You’ve been at some TYPO3 events - which ones are your highlights?

TYPO3 Camp Rhein-Ruhr is where everything started for me. At first I thought it was all about development and coding, but there are so many exciting sessions. When I joined Boris Hinzers' talk about how the TYPO3 Community also works with Marketing, I knew I wanted to be part of it. Additionally, the CertiFUNcation has become one of my favourite events over the last years. 

This year would have been my first time to attend both TYPO3 Developer Days and TYPO3 Camp East Europe , but these probably won't happen due to corona. I heard so many good things about these events, so hopefully I’ll get my chance next year.

What’s your primary motivation about being an active part of the TYPO3 community?
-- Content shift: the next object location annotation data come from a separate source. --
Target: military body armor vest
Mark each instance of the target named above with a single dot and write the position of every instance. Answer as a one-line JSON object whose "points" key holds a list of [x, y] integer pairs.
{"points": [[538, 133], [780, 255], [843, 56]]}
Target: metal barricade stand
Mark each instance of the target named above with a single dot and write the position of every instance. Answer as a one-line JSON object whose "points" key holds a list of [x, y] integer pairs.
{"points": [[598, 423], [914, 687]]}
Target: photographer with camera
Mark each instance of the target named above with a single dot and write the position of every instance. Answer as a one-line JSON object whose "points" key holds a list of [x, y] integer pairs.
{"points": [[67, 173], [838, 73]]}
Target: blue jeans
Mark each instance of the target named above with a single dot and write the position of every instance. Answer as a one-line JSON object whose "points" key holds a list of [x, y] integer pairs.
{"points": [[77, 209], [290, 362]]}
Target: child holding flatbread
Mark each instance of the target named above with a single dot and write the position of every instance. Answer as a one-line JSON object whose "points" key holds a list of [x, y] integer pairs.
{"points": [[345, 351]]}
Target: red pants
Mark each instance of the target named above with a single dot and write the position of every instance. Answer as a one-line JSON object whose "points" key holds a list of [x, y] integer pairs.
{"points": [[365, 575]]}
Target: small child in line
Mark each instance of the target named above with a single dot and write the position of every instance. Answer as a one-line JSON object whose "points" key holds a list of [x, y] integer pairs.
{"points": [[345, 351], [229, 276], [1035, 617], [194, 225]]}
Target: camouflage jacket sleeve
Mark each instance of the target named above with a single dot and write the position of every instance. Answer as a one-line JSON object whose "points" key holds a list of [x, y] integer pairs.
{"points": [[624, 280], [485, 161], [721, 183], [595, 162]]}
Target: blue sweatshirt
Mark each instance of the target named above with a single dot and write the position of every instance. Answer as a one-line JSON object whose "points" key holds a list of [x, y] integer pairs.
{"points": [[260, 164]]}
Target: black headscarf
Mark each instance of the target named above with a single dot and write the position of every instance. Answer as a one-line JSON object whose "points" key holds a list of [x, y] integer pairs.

There are so many things, but the one thing that comes back to my mind is that I'm treated as I am—and not some young blonde female marketeer with no experience. I know more about marketing than the cliché PHP developer. We shouldn't be ashamed that we know more than others, but be humble enough to share it.

In the beginning, I was afraid that I wasn't appreciated for my knowledge or feedback—because I'm not a developer, and a woman. But I've never ever had this experience in the TYPO3 Community. I always and everywhere felt appreciated and warmly welcomed. Of course this is my personal experience. Having such a feeling makes me less afraid to contribute and share my ideas—and not just come up with the ideas, but actually help them become reality.

If you had one wish about TYPO3, what would it be?

I'm thrilled about the new Dashboard in TYPO3 v10! I can't wait to try out existing widgets and come up with fresh ideas on what is missing.

One thing however I've always wanted to have—I'm actually a bit reluctant to ask—is the lack of proper support for themes. I would love to tell people that TYPO3 is not hard to get their own website up and running, and the repetitive HTML coding part should not be necessary to get a primary blog running live. I'd love to use TYPO3 out-of-the-box for this use case and so many more smaller websites, instead of working with other content management systems that do theming better, but are inferior in the ways I'm happy to work with.

This interview was taken by Benni Mack, TYPO3 Project Lead, in April 2020.